Heidenheim / pm Am 17. Januar ist das Theater der Stadt Aalen mit „Heisenberg“ zu Gast im Heidenheimer Konzerthaus.

Beim ersten Theaterring-Abend im Jahr 2019 wird das Publikum am Donnerstag, 17. Januar, um 20 Uhr im Konzerthaus Zeuge einer Liebe voller Gegensätze, wenn das Theater der Stadt Aalen ein Gastspiel von „Heisenberg“ gibt.

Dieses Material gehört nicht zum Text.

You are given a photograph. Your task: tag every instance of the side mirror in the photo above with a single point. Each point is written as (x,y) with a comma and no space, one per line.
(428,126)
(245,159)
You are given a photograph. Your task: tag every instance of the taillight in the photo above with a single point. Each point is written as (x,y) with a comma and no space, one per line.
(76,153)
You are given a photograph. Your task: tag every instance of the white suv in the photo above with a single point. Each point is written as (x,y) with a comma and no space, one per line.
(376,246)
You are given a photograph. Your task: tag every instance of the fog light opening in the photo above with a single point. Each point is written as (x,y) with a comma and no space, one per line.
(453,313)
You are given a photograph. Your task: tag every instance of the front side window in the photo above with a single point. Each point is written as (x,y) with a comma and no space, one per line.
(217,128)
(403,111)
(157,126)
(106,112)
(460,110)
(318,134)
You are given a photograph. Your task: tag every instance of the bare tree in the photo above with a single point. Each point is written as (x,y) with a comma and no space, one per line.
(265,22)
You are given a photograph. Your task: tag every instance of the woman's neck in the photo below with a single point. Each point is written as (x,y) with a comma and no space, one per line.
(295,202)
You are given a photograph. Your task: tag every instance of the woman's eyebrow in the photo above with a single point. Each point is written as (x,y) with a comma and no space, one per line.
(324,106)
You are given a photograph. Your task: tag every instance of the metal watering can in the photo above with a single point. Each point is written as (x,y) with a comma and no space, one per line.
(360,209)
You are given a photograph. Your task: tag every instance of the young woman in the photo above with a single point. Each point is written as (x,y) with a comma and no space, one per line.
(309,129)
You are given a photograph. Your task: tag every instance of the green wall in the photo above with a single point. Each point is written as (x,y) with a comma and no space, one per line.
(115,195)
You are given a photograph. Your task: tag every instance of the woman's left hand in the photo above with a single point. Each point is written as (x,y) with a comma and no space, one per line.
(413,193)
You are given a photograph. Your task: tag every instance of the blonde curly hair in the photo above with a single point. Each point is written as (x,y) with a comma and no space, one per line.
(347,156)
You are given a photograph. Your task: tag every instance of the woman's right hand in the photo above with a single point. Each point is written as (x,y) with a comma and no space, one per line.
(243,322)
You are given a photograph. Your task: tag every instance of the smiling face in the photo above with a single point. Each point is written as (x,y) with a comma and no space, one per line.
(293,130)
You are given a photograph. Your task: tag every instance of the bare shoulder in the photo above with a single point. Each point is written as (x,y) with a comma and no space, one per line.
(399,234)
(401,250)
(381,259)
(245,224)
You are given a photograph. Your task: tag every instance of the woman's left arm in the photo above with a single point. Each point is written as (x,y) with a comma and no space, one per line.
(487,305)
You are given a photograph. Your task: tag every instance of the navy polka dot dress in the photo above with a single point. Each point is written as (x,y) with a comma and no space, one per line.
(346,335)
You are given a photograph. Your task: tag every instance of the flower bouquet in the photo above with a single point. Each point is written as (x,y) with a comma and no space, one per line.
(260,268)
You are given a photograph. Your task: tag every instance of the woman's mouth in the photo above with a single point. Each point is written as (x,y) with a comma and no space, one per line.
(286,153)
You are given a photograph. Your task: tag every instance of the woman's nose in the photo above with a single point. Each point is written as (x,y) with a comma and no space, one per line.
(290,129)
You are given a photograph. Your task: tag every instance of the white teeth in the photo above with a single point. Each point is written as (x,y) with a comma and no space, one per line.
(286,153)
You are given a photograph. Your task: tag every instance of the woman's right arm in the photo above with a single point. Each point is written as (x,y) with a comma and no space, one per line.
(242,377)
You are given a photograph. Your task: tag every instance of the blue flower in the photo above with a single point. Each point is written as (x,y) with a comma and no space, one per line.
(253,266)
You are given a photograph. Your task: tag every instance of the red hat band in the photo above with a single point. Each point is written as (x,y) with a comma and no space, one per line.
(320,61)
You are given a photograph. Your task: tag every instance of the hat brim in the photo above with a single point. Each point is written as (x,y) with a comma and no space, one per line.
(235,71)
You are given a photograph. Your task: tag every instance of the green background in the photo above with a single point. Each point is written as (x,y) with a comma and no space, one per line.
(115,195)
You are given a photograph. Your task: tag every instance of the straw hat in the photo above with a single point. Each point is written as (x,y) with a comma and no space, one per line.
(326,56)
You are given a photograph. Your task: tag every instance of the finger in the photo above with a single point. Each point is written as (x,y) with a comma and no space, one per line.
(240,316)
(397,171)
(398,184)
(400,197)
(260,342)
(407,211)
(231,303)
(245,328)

Wie viele Leute trifft man täglich am Bahnhof, auf dem Weg zur Arbeit, beim Einkaufen? Wie viele davon nimmt man wirklich wahr? Und mit wie vielen kommt man ins Gespräch? Am Beginn von „Heisenberg“ von Simon Stephens nähert sich eine Frau einem Mann. Sie spricht ihn nicht an. Sie küsst ihn in den Nacken. Seine Reaktion: „Hey, was soll der Scheiß?“ Oder so ähnlich. Als Georgie in Alex' Leben tritt, ahnt keiner von beiden, wie sich das Leben nach der zufälligen Begegnung entwickeln wird.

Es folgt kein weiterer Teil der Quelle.